Sitting at the grown-up table

It turns out that I don't have much to say about the process of going up for promotion and tenure. Partly this is because it got subsumed in the larger craziness that was my September of wedding-planning, house-furnishing, team-teaching, and lecture-series-organizing, and partly it's because RU does a five-year review, too, which means I already had the vast majority of my materials assembled, three-hole-punched, and organized into neatly tabbed and labeled binders.

But it's also that RU has a pretty transparent and humane promotion system. I don't know that I'll get tenure, and of course I'll have nagging doubts until I get the final letter from the president or the chancellor or whoever sits at the end of the long series of approvals my file has to go through. But I've more than met the standards for tenure, and in my time in the department seven or eight people have gone up, all of them successfully.

Moreover, the tenured Flavia just isn't going to be greatly different from the Flavia of today. I experienced joining the tenure track as a radical shift in my self-identity, and one that it took a while for me to come to terms with--as the early years of this blog indicate.
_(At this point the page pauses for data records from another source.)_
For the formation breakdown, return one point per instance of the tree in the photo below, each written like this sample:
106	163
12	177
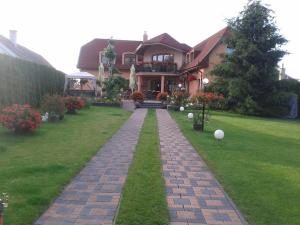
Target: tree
249	72
110	55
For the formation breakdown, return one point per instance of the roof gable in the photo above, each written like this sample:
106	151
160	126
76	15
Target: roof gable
204	48
168	40
89	53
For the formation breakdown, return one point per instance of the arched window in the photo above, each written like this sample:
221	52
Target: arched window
129	59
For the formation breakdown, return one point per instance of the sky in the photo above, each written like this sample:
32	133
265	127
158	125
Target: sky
56	29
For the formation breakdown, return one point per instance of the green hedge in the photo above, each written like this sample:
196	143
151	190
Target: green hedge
26	82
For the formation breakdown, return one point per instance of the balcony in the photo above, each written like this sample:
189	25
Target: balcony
164	67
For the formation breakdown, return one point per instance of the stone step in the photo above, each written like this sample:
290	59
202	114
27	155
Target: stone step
151	105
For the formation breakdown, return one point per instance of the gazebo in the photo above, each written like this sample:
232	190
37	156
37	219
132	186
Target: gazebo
74	84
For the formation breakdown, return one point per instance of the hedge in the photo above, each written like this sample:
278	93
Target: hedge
26	82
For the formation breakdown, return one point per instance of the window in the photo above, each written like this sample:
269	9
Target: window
187	58
163	58
102	58
129	59
229	51
192	56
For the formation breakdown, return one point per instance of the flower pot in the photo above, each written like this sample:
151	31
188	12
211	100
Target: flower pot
197	126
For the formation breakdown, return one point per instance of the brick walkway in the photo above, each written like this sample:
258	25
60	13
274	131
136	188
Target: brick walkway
194	196
93	195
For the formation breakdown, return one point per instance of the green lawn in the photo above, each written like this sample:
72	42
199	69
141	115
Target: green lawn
144	199
35	167
258	163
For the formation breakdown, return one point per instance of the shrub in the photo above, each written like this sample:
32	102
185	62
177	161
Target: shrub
87	102
26	82
20	118
137	96
162	96
55	106
73	103
178	98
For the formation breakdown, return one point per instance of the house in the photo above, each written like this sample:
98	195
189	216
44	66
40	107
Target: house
161	62
12	48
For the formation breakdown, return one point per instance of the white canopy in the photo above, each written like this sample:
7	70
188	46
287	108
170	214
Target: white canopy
80	75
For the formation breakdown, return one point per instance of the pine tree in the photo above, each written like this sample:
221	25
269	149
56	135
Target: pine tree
249	73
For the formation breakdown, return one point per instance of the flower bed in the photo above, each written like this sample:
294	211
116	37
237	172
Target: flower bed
20	118
73	104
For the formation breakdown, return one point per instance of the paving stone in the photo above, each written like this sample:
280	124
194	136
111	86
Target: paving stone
194	196
93	195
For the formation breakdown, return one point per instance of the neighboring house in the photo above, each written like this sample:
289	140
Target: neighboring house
161	62
283	75
12	48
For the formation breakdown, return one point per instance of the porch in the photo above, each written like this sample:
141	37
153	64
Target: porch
150	84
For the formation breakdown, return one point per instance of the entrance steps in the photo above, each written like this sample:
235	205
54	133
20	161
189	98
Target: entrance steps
151	104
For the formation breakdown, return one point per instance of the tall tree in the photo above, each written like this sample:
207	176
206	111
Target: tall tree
249	72
110	55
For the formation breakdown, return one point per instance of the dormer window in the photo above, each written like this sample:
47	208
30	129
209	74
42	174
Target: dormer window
229	51
163	58
192	56
129	58
187	58
102	58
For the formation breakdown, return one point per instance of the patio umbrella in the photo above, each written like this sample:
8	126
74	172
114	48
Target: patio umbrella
132	78
101	76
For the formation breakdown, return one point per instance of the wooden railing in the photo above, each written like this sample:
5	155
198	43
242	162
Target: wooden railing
157	67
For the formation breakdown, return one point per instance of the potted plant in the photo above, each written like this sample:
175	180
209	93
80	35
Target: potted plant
138	98
55	106
20	118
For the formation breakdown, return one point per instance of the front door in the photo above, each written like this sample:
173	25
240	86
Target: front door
155	85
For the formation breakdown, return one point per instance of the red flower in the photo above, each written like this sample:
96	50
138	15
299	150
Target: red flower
20	118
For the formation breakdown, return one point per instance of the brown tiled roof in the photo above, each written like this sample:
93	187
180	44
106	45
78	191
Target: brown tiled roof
166	39
23	53
203	49
89	53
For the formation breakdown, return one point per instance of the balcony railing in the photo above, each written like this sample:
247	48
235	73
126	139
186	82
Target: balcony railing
157	67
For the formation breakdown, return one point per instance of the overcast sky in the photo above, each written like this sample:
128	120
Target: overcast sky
57	29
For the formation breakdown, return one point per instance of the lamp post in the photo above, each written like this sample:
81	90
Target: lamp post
205	82
3	204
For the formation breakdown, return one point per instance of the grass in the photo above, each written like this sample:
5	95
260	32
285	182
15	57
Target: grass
258	163
144	199
35	167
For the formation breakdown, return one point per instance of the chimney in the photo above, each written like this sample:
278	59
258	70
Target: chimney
145	36
13	36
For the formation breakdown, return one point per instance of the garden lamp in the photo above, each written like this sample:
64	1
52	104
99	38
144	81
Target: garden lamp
205	81
190	115
219	134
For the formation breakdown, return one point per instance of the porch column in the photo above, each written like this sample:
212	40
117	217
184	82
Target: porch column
139	83
162	84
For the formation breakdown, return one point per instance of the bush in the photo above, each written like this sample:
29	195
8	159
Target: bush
87	102
20	118
73	103
137	96
178	98
55	106
26	82
162	96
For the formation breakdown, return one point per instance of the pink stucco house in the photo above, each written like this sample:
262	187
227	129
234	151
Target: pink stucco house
161	62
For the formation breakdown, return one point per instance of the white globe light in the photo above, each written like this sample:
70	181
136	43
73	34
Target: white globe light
205	81
219	134
190	115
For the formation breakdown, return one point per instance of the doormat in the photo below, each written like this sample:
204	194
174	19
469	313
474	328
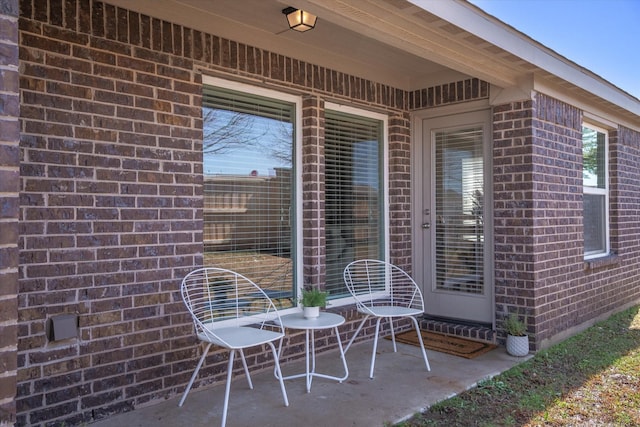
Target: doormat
446	343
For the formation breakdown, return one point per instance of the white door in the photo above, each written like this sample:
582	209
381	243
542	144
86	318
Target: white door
454	217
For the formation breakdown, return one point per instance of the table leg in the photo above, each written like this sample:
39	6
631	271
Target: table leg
313	355
344	359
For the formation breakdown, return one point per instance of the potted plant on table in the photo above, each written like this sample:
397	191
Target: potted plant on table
517	339
312	299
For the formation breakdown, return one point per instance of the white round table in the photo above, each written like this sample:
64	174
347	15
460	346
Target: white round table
323	321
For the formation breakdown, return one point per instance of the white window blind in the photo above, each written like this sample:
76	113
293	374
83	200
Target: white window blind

But we have such a young department and such a mutually supportive one that I've never felt that being untenured made me a kid, waiting to be invited to the grown-up table; I was already chairing a major committee in my third year on the job.

But I'm looking forward to what it might mean to have a bigger, official stake in my institution and in my community. RU is a healthy institution, and one that is genuinely committed to the humanities (English and History are the college's two biggest majors, have the strongest faculty, and together we're getting the first new academic building to be built on campus in decades--how many institutions can say that?). Our students are an interesting mix, and it's my impression that the best students we get are better every year than they were the year before. Being tenured at RU would mean really committing to this city and this region, its students and its workforce--and as someone who just bought a goddamn house here, I've already started thinking in those terms.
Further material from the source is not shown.